Renowned hitmaker Warren was by no means the first gun for hire to write for Aerosmith, of course. Desmond Child in particular had worked well with the band since their mid-80s comeback, on songs including Dude (Looks Like A Lady) and Angel. But was working with outside songwriters a process that the band happily embraced from the get-go?
“I couldn’t answer that question because I never worked with any of the songwriters that Steven and Joe worked with,” Kramer answers. “If I had, I could have come up with some songs as well. But because of how the politics worked in the band at the time, those guys worked with the songwriters and came up with the songs. It’s not a time that I remember fondly.

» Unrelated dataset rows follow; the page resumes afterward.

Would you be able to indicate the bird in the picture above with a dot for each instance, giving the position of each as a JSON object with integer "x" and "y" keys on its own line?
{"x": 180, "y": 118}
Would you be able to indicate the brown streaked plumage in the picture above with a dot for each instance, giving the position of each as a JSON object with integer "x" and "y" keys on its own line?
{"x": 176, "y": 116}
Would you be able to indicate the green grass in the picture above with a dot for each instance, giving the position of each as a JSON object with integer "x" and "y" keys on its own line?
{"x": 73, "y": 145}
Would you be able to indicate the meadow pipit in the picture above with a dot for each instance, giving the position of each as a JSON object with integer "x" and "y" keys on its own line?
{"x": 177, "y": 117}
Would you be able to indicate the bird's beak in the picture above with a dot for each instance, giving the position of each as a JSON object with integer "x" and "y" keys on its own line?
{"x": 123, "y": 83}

It would have been nice [to be more involved in the songwriting] because all of the rest of us have ideas about songs.”
Regardless of who wrote the song, the history books show that I Don’t Want To Miss A Thing was a US number one hit, and still the only one of Aerosmith’s career. Its success went hand in hand with the film’s stellar box office performance, helping to bring a younger generation of fans to a band who at that point had already been going for almost 30 years.
In doing so, another chapter was added to the big book of Aerosmith comebacks. That’s a pretty weighty tome, but this entry is particularly special for Kramer. The drummer had been lifted from the punishing depths of a nervous breakdown to the summit of the US Billboard chart. So presumably I Don’t Want To Miss A Thing is close to his heart?

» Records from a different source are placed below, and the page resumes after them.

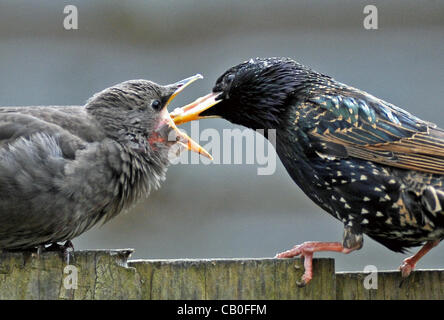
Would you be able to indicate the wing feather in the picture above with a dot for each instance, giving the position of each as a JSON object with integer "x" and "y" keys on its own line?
{"x": 372, "y": 129}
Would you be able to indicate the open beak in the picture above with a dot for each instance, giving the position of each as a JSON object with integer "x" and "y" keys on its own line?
{"x": 193, "y": 110}
{"x": 182, "y": 137}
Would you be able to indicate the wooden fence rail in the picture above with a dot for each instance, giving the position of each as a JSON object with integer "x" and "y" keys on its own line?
{"x": 108, "y": 274}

“It’s okay,” he replies flatly when asked to share his thoughts on the track 19 years on from its release. “It’s just another song.”

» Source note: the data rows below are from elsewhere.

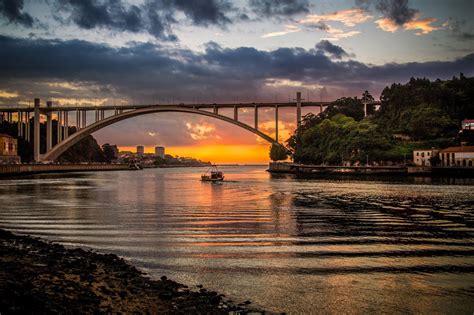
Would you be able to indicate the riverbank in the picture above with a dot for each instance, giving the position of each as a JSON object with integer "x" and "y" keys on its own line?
{"x": 28, "y": 169}
{"x": 303, "y": 169}
{"x": 42, "y": 277}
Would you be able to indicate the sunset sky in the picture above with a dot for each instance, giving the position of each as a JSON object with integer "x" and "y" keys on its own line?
{"x": 142, "y": 51}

Kramer might view it today as just another song, but back then, I Don’t Want To Miss A Thing ensured that the Nine Lives world tour kept on rolling. It eventually stretched to over two years and more than 200 dates.
“We were just about to go off the road and that song came around,” he says. “We continued to tour off that song for another year. That was welcomed by the band. At that time, that was what we did. We would be on the road for twelve or eighteen months, and the only time we came off the road was to make another record.”
“Things are a little bit different today,” he says, laughing. “We’re all a little older. I can’t do the things now that I did when I was twenty-five. But Lord knows we try. We give it a good shot!”